Non stavo cercando nulla, e forse è proprio per questo che l’ho trovata.
Era appoggiata a un muro di pietra chiara, in una strada laterale di Trani che non compare quasi mai nelle fotografie. Una strada silenziosa, leggermente in discesa, dove il tempo sembra avere meno fretta di altrove.
La bicicletta era lì, immobile, come se stesse aspettando qualcuno. O qualcosa.

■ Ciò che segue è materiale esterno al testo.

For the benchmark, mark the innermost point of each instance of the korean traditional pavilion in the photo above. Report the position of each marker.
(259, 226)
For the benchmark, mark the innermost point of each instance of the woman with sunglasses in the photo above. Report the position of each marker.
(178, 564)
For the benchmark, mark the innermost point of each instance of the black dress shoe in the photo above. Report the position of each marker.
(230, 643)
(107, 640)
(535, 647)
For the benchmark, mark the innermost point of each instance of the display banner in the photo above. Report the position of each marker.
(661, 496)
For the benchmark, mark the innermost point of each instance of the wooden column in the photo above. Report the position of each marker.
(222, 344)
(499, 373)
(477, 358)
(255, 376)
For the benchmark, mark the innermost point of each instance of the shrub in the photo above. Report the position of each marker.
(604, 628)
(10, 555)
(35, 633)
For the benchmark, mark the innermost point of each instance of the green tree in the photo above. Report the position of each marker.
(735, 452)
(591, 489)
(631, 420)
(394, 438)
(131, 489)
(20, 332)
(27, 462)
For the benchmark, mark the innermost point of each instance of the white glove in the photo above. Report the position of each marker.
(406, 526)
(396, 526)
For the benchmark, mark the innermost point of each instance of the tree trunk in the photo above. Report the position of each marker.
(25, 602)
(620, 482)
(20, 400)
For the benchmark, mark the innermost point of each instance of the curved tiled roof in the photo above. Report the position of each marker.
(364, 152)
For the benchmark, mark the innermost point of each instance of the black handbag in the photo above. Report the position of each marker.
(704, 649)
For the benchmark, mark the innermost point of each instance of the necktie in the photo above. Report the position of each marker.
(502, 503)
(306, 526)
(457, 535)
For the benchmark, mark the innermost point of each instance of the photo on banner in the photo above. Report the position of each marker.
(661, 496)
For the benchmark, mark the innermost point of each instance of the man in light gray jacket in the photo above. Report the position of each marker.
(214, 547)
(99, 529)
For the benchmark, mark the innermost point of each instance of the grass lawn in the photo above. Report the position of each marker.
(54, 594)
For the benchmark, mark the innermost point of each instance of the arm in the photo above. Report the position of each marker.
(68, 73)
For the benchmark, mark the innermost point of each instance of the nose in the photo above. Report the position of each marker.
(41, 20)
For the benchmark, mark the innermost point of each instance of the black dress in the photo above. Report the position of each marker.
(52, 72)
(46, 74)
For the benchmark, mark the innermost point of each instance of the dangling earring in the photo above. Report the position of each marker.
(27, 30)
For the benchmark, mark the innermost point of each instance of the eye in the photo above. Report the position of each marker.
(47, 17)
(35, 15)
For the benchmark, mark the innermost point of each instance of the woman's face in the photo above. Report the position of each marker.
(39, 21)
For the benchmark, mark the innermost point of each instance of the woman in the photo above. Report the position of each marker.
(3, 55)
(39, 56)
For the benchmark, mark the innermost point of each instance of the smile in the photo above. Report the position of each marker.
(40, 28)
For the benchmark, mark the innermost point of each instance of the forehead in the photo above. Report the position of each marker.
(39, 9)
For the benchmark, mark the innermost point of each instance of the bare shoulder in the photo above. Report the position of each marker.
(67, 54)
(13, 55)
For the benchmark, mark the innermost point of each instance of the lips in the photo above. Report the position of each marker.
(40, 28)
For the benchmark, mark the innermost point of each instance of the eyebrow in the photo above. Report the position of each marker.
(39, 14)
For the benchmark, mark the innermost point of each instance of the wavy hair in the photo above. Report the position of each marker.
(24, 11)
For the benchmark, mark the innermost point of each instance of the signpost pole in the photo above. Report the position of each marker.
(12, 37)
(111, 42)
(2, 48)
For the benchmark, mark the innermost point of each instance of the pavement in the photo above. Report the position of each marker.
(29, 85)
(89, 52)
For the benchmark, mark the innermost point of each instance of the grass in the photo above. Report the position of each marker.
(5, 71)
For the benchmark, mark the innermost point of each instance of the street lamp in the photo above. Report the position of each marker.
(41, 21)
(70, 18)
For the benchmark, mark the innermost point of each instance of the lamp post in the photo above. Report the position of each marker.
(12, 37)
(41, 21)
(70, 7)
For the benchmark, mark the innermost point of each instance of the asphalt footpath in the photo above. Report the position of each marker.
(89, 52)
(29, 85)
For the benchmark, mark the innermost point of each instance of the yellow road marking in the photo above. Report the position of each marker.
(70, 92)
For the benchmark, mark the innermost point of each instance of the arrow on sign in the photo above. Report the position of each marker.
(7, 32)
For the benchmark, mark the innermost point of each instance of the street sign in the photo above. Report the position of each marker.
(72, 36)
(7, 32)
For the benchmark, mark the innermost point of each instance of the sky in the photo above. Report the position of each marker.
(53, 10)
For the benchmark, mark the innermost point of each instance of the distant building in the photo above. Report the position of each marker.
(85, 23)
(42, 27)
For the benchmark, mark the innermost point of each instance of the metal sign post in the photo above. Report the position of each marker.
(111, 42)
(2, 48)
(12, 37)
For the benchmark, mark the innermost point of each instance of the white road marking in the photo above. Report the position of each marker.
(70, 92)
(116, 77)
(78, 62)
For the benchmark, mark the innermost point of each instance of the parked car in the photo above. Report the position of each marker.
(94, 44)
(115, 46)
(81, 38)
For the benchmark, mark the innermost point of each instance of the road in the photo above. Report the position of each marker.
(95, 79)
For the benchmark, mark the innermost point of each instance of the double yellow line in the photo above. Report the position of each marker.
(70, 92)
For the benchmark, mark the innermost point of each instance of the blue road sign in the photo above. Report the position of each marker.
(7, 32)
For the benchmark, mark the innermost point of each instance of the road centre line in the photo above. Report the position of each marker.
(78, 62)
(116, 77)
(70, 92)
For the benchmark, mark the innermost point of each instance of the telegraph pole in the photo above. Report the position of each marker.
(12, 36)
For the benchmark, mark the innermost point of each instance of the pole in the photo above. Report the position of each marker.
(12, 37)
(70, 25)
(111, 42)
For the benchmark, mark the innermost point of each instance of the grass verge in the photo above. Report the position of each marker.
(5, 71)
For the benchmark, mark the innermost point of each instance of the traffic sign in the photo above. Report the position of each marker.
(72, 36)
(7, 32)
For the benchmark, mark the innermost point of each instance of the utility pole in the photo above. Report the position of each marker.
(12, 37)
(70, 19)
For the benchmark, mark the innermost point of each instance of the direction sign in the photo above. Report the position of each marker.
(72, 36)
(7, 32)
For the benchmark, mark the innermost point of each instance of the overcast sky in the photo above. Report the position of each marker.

Era una vecchia bicicletta di rame, o almeno così sembrava: il telaio aveva preso quel colore caldo e ossidato che solo il tempo sa dare, una tonalità che non è più lucida ma nemmeno spenta. Un colore che racconta stagioni passate, piogge sopportate, estati vissute senza chiedere troppo.
Non era legata.
Non era protetta.
Eppure nessuno la toccava.
Mi sono fermato.
Non per nostalgia — non subito, almeno — ma per una sorta di rispetto istintivo. Come quando senti che qualcosa ha una storia che non va interrotta con la fretta.
Il sellino era consumato, leggermente inclinato verso destra. La pelle aveva perso elasticità, ma conservava una dignità silenziosa.
La catena, mossa da una folata di vento, ha emesso un cigolio sottile, quasi un sospiro.
Il campanello, piccolo e opaco, non suonava più. Un campanello muto, ma non inutile: aveva già detto tutto quello che doveva dire, in un altro tempo.
Ho pensato a chi l’aveva usata.
A chi l’aveva lasciata lì, forse con l’idea di tornare il giorno dopo.
A chi, magari, aveva detto: “La prendo più tardi”, senza sapere che alcune cose non aspettano per sempre, ma nemmeno se ne vanno davvero.
La bicicletta non dava l’idea di essere stata abbandonata con rabbia o incuria.
No.
Era più simile a una pausa lunga. A una frase lasciata in sospeso. A una promessa rimandata senza cattive intenzioni.
In quel momento mi sono accorto di quanto la vita assomigli spesso a quella bicicletta.
Quanti viaggi iniziamo convinti di arrivare lontano, e poi restiamo fermi a metà strada?
Quante stagioni non chiudiamo davvero, ma lasciamo lì, appoggiate a un muro, sperando che il tempo sia gentile?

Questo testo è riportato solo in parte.